Disabling Android Private DNS on specific WiFi network

One of Android's lesser known features is Private DNS, introduced in Android 9 Pie, enhances user privacy and security by allowing devices to use DNS over TLS (DoT) to encrypt DNS queries. This prevents third parties, such as your mobile carrier or ISP, from snooping on a user's internet activity - the DNS queries at least. This ensures that all DNS traffic from the device is encrypted, providing a more secure and private browsing experience.
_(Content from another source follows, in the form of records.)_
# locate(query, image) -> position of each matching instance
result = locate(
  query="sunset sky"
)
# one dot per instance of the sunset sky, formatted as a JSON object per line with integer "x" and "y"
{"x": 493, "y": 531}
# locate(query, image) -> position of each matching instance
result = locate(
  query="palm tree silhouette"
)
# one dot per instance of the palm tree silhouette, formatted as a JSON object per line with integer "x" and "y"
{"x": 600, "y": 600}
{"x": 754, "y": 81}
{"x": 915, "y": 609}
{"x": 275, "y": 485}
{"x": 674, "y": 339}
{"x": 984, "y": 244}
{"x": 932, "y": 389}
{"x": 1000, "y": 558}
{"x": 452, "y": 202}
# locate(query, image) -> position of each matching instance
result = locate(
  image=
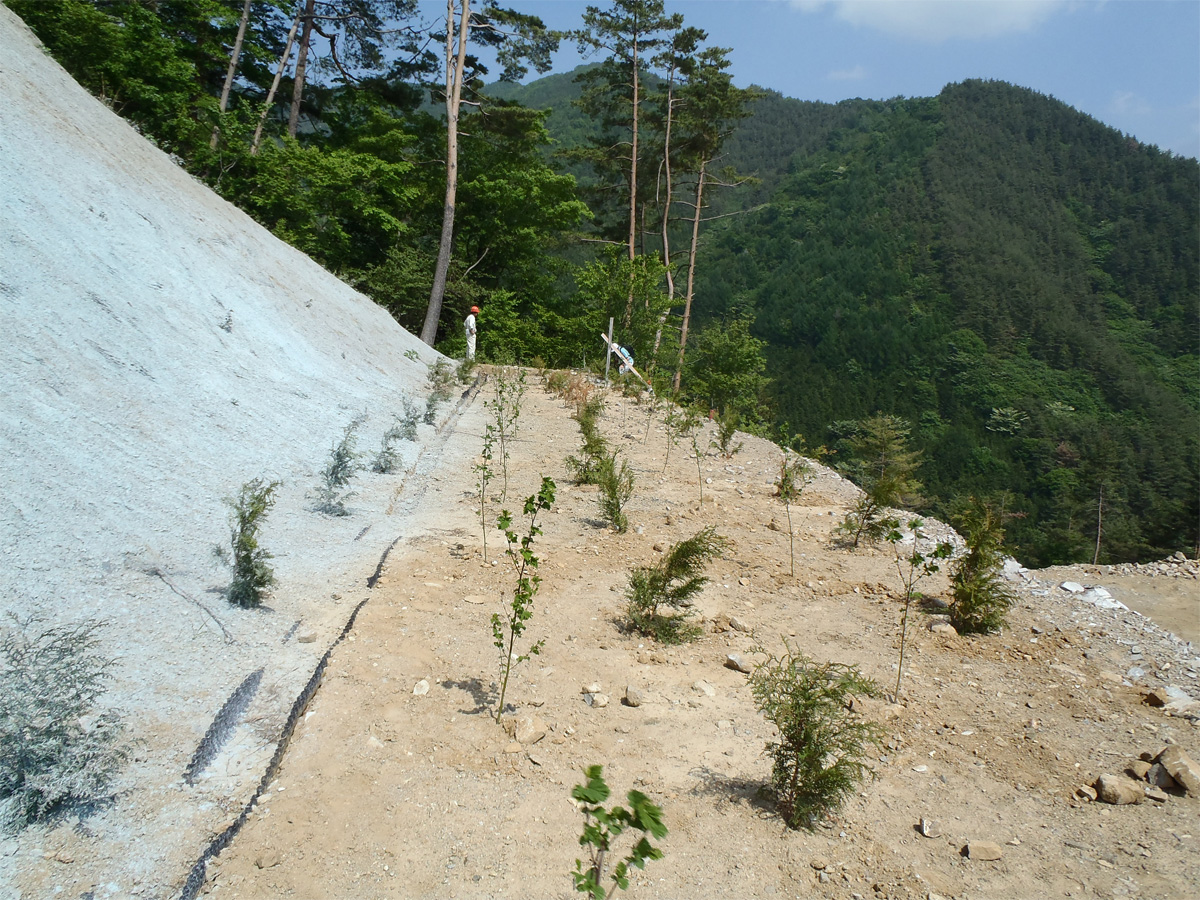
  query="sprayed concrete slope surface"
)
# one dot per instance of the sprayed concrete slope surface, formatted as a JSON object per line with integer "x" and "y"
{"x": 159, "y": 349}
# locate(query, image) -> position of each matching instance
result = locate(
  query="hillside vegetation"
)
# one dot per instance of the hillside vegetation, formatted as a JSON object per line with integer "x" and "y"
{"x": 1014, "y": 279}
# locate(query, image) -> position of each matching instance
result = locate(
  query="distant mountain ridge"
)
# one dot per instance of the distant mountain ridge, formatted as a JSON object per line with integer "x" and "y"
{"x": 1018, "y": 280}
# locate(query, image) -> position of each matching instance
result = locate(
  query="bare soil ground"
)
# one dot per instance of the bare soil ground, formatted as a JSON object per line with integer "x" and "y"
{"x": 391, "y": 792}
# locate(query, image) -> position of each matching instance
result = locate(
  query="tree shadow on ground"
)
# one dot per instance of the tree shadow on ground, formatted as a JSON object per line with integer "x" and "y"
{"x": 485, "y": 697}
{"x": 742, "y": 791}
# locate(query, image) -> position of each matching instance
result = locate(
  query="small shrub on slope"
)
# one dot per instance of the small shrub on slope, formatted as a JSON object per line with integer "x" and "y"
{"x": 982, "y": 599}
{"x": 252, "y": 574}
{"x": 58, "y": 749}
{"x": 670, "y": 586}
{"x": 821, "y": 755}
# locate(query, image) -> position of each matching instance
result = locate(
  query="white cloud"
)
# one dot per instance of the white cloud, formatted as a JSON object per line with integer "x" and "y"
{"x": 847, "y": 75}
{"x": 937, "y": 21}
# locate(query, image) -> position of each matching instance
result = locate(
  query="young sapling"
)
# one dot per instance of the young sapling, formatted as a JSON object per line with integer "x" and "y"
{"x": 603, "y": 827}
{"x": 252, "y": 574}
{"x": 912, "y": 569}
{"x": 513, "y": 624}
However, as some of you may run complex homelab DNS servers with local records or ad filtering (i.e. PiHole), you may not want to have this enabled on your home WiFi. Sadly, there is no option to exclude a certain WiFi network from Private DNS, so we have to get a bit creative.

Tasker

Tasker is an Android app that allows you to run automations on your phone whenever certain actions trigger, such as you connecting to your home WiFi. We'll use that to change the Private DNS setting on your device whenever you connect to your home WiFi and re-enable it whenever you disconnect from it.

Sadly, Samsung's built in Routines don't currently support changing this setting - so if anyone working on OneUI is reading this - please add it as an action. In the meantime, get Tasker from the PlayStore.

Profile and Tasks

Start by creating a profile based on a State. I called mine Wifi Connected.

Link to it a Task called PrivateDNS-Disable, with a Custom Setting action. The name field should be private_dns_mode and value off.

Next, create a Task called PrivateDNS-Enable and link it as an Exit Task. This task should just be a copy of the previous one, however in the value, you'll set it to hostname. This will use the manually defined DoT address, in my case I'm using 1dot1dot1dot1.cloudflare-dns.com for Cloudflare's DNS.

Now, enabling this action, you'll most likely get an error saying that Tasker can't write secure settings and needs extra permissions. This is where it gets a bit more tricky.

ADB and Developer Mode

For these permissions to work, you'll need to give Tasker permissions via ADB.

  1. Make sure that Tasker is installed on your Android device
  2. Enable Developer Mode: Go to Android Settings -> About Phone and look for the Build Number option. Touch it multiple times until developer mode is enabled.
  3. Enable USB Debugging: Go to Android Settings -> and look for the Developer Options option. In there, enable the USB debugging option.
  4. Install ADB on your PC: You can download ADB here.
  5. Connect device to PC: Connect your device to a PC and look on your phone. A prompt should show up asking you to allow your phone to be debugged by your PC. Accept this.
  6. Open your terminal of choice and go to the folder where you have the adb binary.
  7. Now run the following adb command: adb shell pm grant net.dinglisch.android.taskerm android.permission.WRITE_SECURE_SETTINGS. Note that you need to call the right binary (adb/adb.exe/...)

That's it. Tasker now has permissions to change the Private DNS setting.

If you get the an unauthorized error like the following:

╰─ .\adb.exe devices
* daemon not running; starting now at tcp:5037
* daemon started successfully
List of devices attached
R5CX13HV5JY     unauthorized

In that case, go to the developer options on the phone and click "Revoke USB debugging authorization".

After that, reconnect your phone via USB and you'll see it ask for permission on screen again. Now you can re-run the devices command and should get the following:

╰─ .\adb.exe devices
List of devices attached
R5CX13HV5JY     device

Cleanup

That's all! Test it and you should see the Private DNS setting change when you connect/disconnect from your WiFi. You can also customise Tasker a bit, for example not showing a notification whenever you're connected to your home WiFi, telling you the automation is active.